Le secteur privé appelé à créer des centres de recherche pour améliorer les semences
S’agissant de la disponibilité de la semence, pour rappel importée, et dont la «raréfaction» est mise en exergue par le CIC, le Premier ministre indiquera que les centres de recherche relevant du ministère de l’Agriculture et du Développement rural s’emploient à fournir des semences de qualité supérieure, appelant le secteur privé à créer des centres de recherche pour améliorer les semences, l’objectif étant de parvenir à un rendement de 70 q/ha dans la filière céréalière.
Le Premier ministre affirme que «des efforts visant à satisfaire les besoins nationaux en semences». «Le gouvernement a mis en place un programme pour augmenter la production et la qualité du produit.» Et d’annoncer la mobilisation de 2,7 millions de quintaux de semences pour un taux de couverture en semences certifiées de 70%, rappelant la nécessité d’assurer 4 millions de quintaux de semences certifiées de haute qualité et l’ouverture avant juin prochain de la Banque nationale des gènes. Ce qui, dira-t-il, constitue «un pas de géant que l’Algérie aura franchi depuis son indépendance, car cette banque sera parmi les facteurs de concrétisation de l’indépendance alimentaire et de la sécurité stratégique de l’Etat».
Réaffecter les terres agricoles à faible rendement
«Le plan d’action consiste également à mettre en place des systèmes d’irrigation intelligents, en cherchant des alternatives pour rationaliser la consommation d’eau, en sus de l’affectation d’un nouveau périmètre d’irrigation de 800.000 ha à l’horizon 2025 et réduire les terres en friche, élargissant, par extension, les superficies cultivées», affirme le Premier ministre en abordant le plan d’action pour augmenter la production en céréales, notamment en blé dur.
Aïmene Benabderrahmane a également indiqué que la réaffectation des terres agricoles à faible rendement aux cultures stratégiques, à l’instar de l’arboriculture fruitière, n’était pas à exclure, en sus de «l’encadrement du programme de développement dans les Hauts-Plateaux et le Sud et l’accélération de l’octroi du foncier agricole dans le cadre du programme de mise en valeur des terres agricoles par la concession (Office de développement de l’agriculture industrielle en terres sahariennes et l’Office national des terres agricoles)».
Il conclura son mot inaugural en responsabilisant les participants : «Vous êtes les principaux acteurs dans la mise en place de ces fondements à travers la formation d’un tissu regroupant les opérateurs économiques activant à travers l’ensemble des chaînes de valeurs, en adoptant la nouvelle démarche consacrée dans la loi sur l’investissement qui assure des voies multiples et diversifiés pour l’investissement».
Sabrina Mouloud
Principales recommandations
-Sécuriser les agriculteurs et tous les autres acteurs impliqués dans la culture et l’exploitation des céréales et des industries agro-alimentaires connexes.

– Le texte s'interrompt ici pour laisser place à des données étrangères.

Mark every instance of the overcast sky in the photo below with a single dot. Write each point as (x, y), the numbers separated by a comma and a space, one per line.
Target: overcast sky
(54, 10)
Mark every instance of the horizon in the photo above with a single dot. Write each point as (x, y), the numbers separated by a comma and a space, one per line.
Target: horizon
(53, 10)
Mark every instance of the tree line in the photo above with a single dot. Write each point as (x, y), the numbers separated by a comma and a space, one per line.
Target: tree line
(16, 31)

-Consacrer et moderniser l’idée de l’approche sectorielle au pôle céréalier en y associant les différents acteurs et reformuler les liens entre eux dans le cadre des règles qui encadrent ce métier, et revoir les modalités d’accompagnement fourni par l’Etat afin de construire un modèle de croissance intégré dans le but d’augmenter la production nationale et d’assurer l’équilibre et la protection du marché.
-La modernisation de la céréaliculture algérienne par le développement de technologies agricoles performantes et modernes créatrices d’emplois et de solutions innovantes s’adaptant aux réglementations locales.
-Développement de la culture céréalière dans le sud du pays caractérisée par l’efficacité et la durabilité dans le cadre d’une vision globale de développement des zones sahariennes avec la nécessité de respecter les inter-systèmes qui caractérisent le Sud (chemins, oasis et cultures en coopératives au sein un cadre institutionnel).